Hayden Halter, then a freshman wrestler for Burlington High School, has his hand raised in February 2018 by a referee after his victory en route to the 106-pound state championship at the Kohl Center in Madison. Now a sophomore at Waterford Union High School, Halter was faced with a suspension after receiving two unsportsmanlike penalties during the Southern Lakes Conference championship match on Feb. 2. A Wisconsin judge overturned his suspension after his parents took legal action, worrying referees and the state's athletic association that officiating decisions could be undermined by courts. (Amber Arnold/The Journal Times via AP)

Hayden Halter, then a freshman wrestler for Burlington High School, has his hand raised in February 2018 by a referee after his victory en route to the 106-pound state championship at the Kohl Center in Madison. Now a sophomore at Waterford Union High School, Halter was faced with a suspension after receiving two unsportsmanlike penalties during the Southern Lakes Conference championship match on Feb. 2. A Wisconsin judge overturned his suspension after his parents took legal action, worrying referees and the state’s athletic association that officiating decisions could be undermined by courts. (Amber Arnold/The Journal Times via AP)
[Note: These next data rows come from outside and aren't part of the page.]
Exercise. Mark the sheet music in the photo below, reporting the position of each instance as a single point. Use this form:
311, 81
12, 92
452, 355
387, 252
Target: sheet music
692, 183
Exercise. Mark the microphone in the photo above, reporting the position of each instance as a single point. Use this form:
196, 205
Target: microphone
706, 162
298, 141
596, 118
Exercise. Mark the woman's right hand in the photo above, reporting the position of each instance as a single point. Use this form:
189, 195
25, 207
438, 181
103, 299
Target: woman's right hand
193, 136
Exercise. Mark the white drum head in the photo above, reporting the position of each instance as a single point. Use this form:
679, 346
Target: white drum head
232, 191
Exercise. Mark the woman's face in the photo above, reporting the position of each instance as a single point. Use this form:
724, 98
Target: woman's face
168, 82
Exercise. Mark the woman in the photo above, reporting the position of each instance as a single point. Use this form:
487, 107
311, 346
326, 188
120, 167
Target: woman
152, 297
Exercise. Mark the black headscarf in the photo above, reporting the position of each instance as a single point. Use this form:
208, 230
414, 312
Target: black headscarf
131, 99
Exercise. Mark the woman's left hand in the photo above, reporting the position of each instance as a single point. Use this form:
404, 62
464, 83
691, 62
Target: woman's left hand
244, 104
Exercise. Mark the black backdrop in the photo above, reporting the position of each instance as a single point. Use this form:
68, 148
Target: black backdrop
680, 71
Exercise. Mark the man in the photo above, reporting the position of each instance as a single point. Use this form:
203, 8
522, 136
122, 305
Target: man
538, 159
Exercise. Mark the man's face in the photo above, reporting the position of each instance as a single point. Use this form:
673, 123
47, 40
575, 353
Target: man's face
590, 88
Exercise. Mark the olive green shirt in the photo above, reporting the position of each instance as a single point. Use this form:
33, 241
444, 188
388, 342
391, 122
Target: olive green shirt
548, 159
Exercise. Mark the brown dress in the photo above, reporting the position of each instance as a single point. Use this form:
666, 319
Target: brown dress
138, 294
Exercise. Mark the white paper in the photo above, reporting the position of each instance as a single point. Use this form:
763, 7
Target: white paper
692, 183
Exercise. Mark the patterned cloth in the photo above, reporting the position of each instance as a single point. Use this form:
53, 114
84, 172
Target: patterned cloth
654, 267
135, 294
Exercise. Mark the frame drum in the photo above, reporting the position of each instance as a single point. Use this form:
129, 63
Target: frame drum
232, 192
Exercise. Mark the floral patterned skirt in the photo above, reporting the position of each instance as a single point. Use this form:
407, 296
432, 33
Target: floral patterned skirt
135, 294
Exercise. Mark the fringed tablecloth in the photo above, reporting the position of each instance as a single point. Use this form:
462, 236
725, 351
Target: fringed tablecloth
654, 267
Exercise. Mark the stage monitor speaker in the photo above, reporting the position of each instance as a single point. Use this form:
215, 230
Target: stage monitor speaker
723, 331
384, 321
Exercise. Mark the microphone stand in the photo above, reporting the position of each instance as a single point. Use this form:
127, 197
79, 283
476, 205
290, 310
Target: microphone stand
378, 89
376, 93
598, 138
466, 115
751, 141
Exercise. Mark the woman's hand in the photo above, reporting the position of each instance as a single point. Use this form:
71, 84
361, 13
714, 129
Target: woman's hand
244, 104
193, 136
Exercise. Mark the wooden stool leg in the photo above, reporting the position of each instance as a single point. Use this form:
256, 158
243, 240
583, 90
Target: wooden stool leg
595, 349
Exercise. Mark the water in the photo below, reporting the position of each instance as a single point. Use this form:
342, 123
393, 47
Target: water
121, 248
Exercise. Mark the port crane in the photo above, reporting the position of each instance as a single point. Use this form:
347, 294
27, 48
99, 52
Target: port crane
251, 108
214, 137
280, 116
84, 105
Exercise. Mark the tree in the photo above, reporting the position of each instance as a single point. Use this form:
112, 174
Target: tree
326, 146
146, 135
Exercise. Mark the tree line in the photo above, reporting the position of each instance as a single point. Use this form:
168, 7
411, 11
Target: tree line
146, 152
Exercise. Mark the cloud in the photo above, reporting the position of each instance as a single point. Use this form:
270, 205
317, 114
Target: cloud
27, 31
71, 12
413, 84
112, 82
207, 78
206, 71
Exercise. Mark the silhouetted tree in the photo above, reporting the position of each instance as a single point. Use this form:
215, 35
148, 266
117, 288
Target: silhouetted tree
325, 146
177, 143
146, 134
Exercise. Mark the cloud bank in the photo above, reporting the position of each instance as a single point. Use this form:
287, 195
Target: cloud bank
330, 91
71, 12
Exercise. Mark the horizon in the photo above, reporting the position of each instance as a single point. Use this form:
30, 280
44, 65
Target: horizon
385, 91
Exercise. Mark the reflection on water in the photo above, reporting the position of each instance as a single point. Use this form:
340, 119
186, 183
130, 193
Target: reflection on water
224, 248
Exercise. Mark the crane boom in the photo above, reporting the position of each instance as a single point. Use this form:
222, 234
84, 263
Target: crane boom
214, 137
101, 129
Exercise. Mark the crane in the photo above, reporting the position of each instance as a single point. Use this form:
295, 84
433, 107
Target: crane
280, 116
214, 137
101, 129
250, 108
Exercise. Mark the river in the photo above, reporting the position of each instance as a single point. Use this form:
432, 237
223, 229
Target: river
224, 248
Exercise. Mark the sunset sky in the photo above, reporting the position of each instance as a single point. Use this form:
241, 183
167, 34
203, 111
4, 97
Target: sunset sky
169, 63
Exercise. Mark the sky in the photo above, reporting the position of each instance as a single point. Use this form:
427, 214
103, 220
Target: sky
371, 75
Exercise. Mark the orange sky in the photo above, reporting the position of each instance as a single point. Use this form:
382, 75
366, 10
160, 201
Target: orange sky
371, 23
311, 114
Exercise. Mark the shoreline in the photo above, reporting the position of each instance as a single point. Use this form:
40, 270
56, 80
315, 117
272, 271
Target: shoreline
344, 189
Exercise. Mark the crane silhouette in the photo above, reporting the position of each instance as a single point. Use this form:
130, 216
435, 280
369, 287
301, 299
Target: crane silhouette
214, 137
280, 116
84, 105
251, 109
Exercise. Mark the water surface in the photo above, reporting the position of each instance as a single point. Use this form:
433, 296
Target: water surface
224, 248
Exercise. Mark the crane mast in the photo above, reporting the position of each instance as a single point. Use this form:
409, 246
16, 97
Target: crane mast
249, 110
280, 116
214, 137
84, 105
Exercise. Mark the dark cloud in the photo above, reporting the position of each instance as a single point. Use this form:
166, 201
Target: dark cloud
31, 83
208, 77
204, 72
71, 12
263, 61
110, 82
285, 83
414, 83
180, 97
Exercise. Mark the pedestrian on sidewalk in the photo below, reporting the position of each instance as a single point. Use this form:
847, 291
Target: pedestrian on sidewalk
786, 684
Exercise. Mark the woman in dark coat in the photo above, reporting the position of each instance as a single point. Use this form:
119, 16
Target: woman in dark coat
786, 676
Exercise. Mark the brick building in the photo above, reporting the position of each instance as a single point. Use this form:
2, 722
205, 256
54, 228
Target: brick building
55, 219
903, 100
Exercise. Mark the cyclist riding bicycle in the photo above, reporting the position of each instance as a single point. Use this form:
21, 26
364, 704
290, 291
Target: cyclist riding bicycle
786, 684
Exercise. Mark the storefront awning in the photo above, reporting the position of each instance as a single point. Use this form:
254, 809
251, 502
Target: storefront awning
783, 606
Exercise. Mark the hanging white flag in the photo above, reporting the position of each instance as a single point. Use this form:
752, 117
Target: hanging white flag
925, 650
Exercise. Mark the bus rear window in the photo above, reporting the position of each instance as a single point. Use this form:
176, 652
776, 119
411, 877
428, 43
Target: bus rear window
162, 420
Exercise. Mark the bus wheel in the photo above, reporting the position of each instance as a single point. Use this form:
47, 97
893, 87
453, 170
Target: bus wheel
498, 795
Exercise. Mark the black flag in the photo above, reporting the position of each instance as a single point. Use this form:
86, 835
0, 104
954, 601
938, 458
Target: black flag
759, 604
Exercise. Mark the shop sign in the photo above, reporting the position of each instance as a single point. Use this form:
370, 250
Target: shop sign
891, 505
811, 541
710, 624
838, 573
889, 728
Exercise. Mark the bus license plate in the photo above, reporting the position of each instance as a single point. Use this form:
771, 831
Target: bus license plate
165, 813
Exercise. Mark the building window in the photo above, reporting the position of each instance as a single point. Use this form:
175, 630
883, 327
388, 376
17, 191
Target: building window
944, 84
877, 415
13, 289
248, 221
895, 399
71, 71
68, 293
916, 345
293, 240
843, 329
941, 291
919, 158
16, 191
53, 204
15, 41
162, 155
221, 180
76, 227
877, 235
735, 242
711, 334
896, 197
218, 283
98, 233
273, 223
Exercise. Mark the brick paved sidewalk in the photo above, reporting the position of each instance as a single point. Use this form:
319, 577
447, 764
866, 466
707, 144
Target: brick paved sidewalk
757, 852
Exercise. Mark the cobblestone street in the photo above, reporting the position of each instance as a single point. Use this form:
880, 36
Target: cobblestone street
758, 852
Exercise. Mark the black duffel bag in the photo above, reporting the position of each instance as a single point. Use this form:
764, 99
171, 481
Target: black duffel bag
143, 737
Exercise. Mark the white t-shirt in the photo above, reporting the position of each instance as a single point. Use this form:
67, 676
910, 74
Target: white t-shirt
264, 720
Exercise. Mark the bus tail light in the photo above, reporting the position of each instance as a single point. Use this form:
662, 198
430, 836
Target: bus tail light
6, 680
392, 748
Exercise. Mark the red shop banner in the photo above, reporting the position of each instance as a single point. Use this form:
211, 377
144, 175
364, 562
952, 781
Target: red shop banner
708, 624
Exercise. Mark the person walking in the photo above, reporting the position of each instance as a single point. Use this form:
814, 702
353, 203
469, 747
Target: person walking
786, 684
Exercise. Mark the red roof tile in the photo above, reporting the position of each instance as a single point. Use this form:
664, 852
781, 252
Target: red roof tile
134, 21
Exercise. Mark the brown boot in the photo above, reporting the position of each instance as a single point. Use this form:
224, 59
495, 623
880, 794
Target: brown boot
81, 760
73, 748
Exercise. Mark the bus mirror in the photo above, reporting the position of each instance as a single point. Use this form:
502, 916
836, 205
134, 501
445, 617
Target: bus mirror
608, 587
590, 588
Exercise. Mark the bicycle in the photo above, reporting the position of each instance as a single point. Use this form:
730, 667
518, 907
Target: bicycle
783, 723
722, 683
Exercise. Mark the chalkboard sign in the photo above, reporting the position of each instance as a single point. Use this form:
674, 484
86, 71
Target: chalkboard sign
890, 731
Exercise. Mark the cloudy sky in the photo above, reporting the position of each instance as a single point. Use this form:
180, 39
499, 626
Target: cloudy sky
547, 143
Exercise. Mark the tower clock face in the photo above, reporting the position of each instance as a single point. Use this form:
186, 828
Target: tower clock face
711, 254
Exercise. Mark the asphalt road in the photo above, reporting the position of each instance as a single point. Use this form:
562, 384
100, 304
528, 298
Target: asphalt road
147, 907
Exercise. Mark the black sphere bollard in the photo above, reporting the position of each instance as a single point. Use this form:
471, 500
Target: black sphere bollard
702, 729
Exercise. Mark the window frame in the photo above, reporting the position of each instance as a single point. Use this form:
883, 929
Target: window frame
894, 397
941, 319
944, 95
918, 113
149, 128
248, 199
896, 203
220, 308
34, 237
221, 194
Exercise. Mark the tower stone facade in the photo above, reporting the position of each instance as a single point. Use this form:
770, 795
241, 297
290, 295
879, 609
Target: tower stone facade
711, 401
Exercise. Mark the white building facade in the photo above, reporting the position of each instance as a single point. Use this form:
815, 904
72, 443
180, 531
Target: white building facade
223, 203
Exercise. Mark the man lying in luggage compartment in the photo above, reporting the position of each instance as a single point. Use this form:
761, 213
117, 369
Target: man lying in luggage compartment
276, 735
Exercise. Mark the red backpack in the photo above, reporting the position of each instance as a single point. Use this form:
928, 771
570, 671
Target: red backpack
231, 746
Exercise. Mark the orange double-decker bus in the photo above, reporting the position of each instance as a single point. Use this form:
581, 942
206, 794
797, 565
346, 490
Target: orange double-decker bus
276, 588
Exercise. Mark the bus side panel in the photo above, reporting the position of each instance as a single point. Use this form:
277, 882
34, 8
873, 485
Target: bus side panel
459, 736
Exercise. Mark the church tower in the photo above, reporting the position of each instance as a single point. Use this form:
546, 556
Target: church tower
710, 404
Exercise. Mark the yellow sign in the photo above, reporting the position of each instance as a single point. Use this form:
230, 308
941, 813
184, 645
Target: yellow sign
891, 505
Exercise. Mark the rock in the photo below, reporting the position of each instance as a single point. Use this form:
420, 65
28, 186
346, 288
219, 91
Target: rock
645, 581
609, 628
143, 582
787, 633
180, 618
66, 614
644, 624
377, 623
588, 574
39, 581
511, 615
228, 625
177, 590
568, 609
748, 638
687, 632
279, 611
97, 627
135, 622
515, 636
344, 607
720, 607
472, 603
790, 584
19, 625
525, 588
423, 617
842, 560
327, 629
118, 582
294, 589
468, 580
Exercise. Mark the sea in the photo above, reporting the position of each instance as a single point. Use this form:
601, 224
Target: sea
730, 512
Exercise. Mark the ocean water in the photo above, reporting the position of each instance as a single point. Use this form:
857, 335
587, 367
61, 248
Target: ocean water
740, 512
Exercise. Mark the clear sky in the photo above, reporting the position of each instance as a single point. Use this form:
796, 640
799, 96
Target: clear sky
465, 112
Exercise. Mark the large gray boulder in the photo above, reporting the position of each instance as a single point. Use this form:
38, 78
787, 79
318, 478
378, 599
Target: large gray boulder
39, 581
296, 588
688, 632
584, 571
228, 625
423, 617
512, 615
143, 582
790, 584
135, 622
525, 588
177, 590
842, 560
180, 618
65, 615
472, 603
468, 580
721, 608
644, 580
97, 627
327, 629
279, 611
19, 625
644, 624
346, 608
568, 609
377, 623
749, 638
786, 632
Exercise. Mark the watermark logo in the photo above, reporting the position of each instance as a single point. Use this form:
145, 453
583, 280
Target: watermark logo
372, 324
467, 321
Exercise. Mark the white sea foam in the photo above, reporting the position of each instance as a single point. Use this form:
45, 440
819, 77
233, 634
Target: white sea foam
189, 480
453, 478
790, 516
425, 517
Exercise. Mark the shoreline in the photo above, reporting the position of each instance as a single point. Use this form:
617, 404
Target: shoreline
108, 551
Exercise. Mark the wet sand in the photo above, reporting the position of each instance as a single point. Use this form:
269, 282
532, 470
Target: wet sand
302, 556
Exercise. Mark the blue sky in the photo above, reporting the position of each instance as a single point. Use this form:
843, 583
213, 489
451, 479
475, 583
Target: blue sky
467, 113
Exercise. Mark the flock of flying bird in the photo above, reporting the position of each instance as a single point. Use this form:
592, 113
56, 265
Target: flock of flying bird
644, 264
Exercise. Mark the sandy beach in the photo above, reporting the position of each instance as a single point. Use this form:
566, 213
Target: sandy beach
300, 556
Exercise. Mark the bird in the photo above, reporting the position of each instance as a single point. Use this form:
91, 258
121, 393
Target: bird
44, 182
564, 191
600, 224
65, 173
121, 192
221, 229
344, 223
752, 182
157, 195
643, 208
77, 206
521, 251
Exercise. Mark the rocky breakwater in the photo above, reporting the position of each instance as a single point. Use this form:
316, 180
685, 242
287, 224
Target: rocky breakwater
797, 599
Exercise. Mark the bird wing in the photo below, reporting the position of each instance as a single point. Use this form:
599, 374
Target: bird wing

By IVAN MORENO, Associated Press

MILWAUKEE (AP) — A Wisconsin judge overturned a high school wrestler’s suspension for unsportsmanlike conduct after the student’s parents took legal action, worrying referees and the state’s athletic association that officiating decisions could be undermined by courts.

At issue is a Feb. 2 wrestling contest in which the victor was suspended for one match for arguing with a referee and “primping” and showing off his muscles after he won, according to Barry Mano, president of the National Association of Sports Officials.

The suspension of the Waterford High School sophomore Hayden Halter would have caused him to miss a match needed to make it to the state tournament finals.

Halter’s parents disagreed with the suspension. Since the Wisconsin Interscholastic Athletic Association doesn’t allow appeals, they took their case to court in Racine County.

There, Judge Michael J. Piontek concluded on Friday, after reviewing testimony and a video taken from the bleachers by Halter’s mother, that Halter’s actions hadn’t merited a suspension.

Mano condemned the judge’s ruling, saying he became, in effect, the replay official in a sport that doesn’t allow the use of video to check officials’ calls.

“That’s unprecedented,” he said. “All of a sudden you’re the referee? Have you ever refereed a match, sir? Have you ever been down there on the mat, in the heat of battle, sir?”

The WIAA, which is the organization Halter’s parents challenged in court, said in a statement that officials are “weighing alternative courses of action,” but could not comment further. WIAA can appeal the judge’s ruling.

Mano said WIAA doesn’t allow wrestlers to appeal officials’ calls because appeals would involve too many complications.

“That’s the Pandora’s box. If WIAA gave the right to appeal an officiating call, just imagine where this is going to go,” he said.

Halter is scheduled to compete on Saturday at the Division 1 sectional meet at Horlick High School. If he wins there, he’ll go to the state tournament.